Mais le vieil homme savait qu’il faut parfois savoir joindre le geste à la parole et l’action à la prière…
Il y avait à cette époque un ermite qui vivait dans une grotte au flanc de L’Hermitage. C’était un saint homme à ce qu’on disait, ce qui est bien plus qu’un brave homme.
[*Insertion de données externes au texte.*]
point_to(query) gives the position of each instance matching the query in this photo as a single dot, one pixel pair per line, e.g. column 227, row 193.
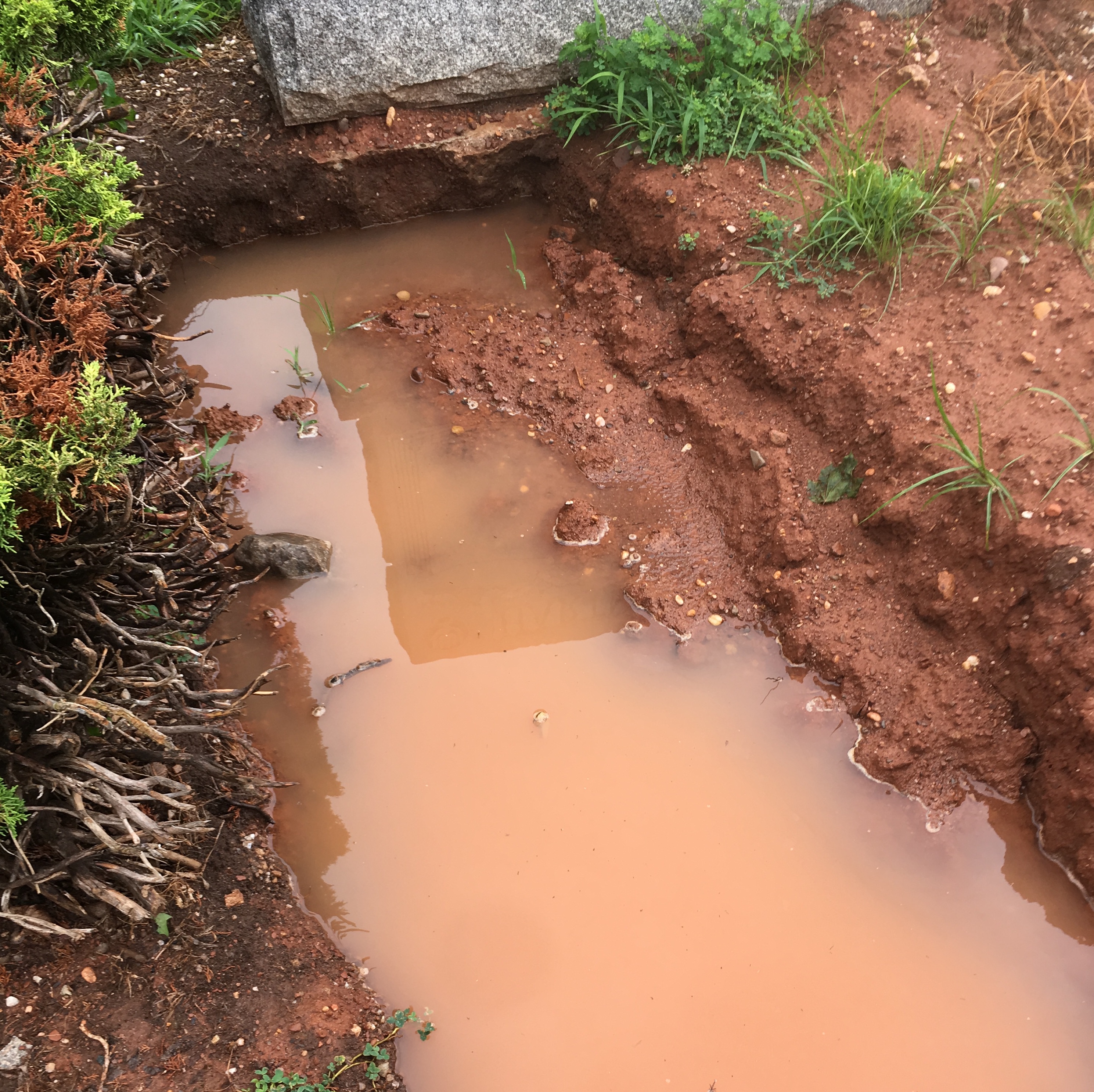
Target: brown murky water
column 679, row 878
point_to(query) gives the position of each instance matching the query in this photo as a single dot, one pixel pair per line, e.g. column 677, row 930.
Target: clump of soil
column 294, row 407
column 223, row 421
column 579, row 525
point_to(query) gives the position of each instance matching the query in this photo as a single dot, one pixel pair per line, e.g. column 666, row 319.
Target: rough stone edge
column 300, row 107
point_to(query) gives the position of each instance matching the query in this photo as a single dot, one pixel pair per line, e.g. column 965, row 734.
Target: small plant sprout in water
column 972, row 470
column 208, row 468
column 1086, row 444
column 348, row 390
column 371, row 1060
column 303, row 377
column 512, row 259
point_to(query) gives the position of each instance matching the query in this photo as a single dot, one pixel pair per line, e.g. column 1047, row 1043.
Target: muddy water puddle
column 674, row 880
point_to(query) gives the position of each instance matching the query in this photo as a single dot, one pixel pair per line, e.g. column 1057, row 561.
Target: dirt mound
column 224, row 421
column 579, row 525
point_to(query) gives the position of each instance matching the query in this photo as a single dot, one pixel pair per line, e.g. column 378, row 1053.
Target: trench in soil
column 676, row 879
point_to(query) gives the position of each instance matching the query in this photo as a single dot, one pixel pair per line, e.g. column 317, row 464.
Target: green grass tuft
column 723, row 92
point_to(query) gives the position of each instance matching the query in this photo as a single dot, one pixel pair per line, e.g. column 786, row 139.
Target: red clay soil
column 965, row 668
column 245, row 980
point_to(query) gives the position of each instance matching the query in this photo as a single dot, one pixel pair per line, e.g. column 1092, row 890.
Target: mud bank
column 707, row 366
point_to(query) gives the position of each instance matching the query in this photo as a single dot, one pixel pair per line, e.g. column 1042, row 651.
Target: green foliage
column 159, row 30
column 1086, row 444
column 65, row 463
column 867, row 210
column 972, row 468
column 721, row 93
column 968, row 224
column 208, row 468
column 512, row 259
column 86, row 190
column 12, row 810
column 1071, row 216
column 57, row 30
column 836, row 482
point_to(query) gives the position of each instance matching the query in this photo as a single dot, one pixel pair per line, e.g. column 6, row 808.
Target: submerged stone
column 286, row 554
column 578, row 523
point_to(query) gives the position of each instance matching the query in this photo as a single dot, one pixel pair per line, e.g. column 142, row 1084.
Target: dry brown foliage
column 1040, row 119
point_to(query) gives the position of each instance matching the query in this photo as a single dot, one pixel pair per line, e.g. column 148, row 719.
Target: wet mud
column 681, row 842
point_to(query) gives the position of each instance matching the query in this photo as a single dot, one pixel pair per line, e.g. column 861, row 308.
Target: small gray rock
column 285, row 554
column 15, row 1054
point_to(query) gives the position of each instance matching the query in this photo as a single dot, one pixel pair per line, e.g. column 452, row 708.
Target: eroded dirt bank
column 707, row 367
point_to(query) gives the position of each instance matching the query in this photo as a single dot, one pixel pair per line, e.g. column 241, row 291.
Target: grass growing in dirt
column 867, row 210
column 1084, row 443
column 158, row 30
column 722, row 92
column 972, row 471
column 1070, row 214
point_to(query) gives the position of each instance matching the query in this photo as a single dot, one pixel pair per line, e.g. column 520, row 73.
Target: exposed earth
column 965, row 668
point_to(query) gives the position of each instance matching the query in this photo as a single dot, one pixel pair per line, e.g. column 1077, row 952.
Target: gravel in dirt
column 962, row 666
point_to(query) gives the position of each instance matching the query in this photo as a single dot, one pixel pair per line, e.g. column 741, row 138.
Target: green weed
column 723, row 92
column 156, row 31
column 512, row 259
column 972, row 470
column 867, row 210
column 1086, row 446
column 325, row 314
column 1070, row 214
column 208, row 468
column 836, row 482
column 12, row 810
column 968, row 224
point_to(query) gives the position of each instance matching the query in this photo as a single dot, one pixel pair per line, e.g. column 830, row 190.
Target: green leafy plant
column 785, row 259
column 512, row 259
column 836, row 482
column 67, row 462
column 867, row 209
column 12, row 810
column 1086, row 444
column 369, row 1061
column 208, row 468
column 40, row 31
column 159, row 30
column 81, row 188
column 972, row 471
column 722, row 92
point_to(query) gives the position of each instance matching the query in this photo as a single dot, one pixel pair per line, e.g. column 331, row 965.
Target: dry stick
column 107, row 1052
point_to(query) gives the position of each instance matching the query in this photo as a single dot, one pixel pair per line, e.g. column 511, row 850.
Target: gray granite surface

On peut penser qu’un brave homme devra passer par le purgatoire avant d’aller au ciel, alors qu’un saint homme ira directement au paradis. Et en attendant, il était, disait-on, capable de faire des miracles et ses prophéties étaient respectées.
À l’époque, le christianisme n’avait pas encore triomphé partout et dans les campagnes survivaient d’anciens cultes païens, comme celui de Maïa par exemple, la protectrice des récoltes dont le nom est à l’origine du mois de mai. Le culte de la Chèvre d’or viendrait lui des Sarrasins qui avaient occupé le sud du pays. Il va sans dire que prêtres, moines et ermites s’employaient à éradiquer ces anciennes croyances aussi vivaces que les racines du chiendent.